- 36°18′N 43°33′E﻿ / ﻿36.3°N 43.55°E
- Type: archaeological site, tell
- Periods: Pre-Pottery Neolithic A
- Location: Nineveh Governorate, Iraq
- Region: Upper Mesopotamia

Site notes
- Elevation: 314 m (1,030 ft)
- Height: 3 m (9.8 ft)
- Diameter: 90 m (300 ft)
- Excavation dates: 1954; 1984; 1989; 1990
- Archaeologists: Robert John Braidwood, Matti Baba Altun, Stefan Kozłowski

= M'lefaat =

Archaeological site in Iraq

M'lefaat is a tell, or archaeological settlement mound, in Upper Mesopotamia that was occupied during the Pre-Pottery Neolithic A.

== History of research ==
The site was first excavated by Robert Braidwood in 1954 as part of their larger project on uncovering the early prehistory of the hilly flanks. At that time, the site was already damaged by the construction of a military installation during World War II. In 1984, a rescue excavation was carried out by the Mosul Department of Antiquities under the direction of Matti Baba Altun, as the site was threatened by road construction. Two further excavation seasons were conducted in 1989 and 1990, this time directed by Stefan Karol Kozłowski. M'lefaat is part of a small cluster of early Neolithic sites that have been excavated in northern Iraq and that also includes Qermez Dere and Nemrik 9.

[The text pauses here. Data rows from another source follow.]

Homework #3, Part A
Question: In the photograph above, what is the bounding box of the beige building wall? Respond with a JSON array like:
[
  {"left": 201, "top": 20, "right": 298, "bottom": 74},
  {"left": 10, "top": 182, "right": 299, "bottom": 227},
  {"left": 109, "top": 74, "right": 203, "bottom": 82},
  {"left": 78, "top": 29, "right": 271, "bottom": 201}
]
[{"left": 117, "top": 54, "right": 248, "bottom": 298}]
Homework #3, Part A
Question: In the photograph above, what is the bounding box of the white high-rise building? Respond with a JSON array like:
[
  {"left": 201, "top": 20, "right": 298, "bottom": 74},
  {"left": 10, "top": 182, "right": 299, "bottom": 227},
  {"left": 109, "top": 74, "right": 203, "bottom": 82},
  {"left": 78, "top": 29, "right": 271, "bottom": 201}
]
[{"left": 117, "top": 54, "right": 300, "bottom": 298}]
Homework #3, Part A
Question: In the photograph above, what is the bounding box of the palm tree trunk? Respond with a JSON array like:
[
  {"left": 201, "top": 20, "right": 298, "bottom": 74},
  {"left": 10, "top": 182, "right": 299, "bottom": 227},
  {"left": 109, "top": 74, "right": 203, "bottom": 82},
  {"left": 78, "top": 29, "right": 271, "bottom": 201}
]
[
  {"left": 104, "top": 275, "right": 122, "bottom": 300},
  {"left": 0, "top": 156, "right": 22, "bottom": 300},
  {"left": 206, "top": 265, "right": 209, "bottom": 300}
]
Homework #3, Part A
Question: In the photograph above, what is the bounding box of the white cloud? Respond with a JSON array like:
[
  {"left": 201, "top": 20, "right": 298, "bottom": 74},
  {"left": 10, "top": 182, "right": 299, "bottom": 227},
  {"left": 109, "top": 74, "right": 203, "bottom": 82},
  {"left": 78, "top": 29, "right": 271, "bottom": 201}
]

== The site and its environment ==
M'lefaat is located near the Khazir River in Upper Mesopotamia, in what is now northern Iraq, at an elevation of 314 m above sea level. It is a small tell, approximately 90 m in diameter and up to 2 m high. The environment of M'lefaat is heavily degraded and characterised as moist steppe. Potentially, the area could support a savanna-type vegetation characterised by pistachio. Oak woodland may have been closer to the site than it is today. Annual precipitation at M'lefaat is sufficient for winter cultivation without additional irrigation.

== History of occupation ==
M'lefaat was a 0.7 ha settlement dating to the Pre-Pottery Neolithic A. More specifically, it has been described as belonging to the Taurus-Zagros Round House Horizon.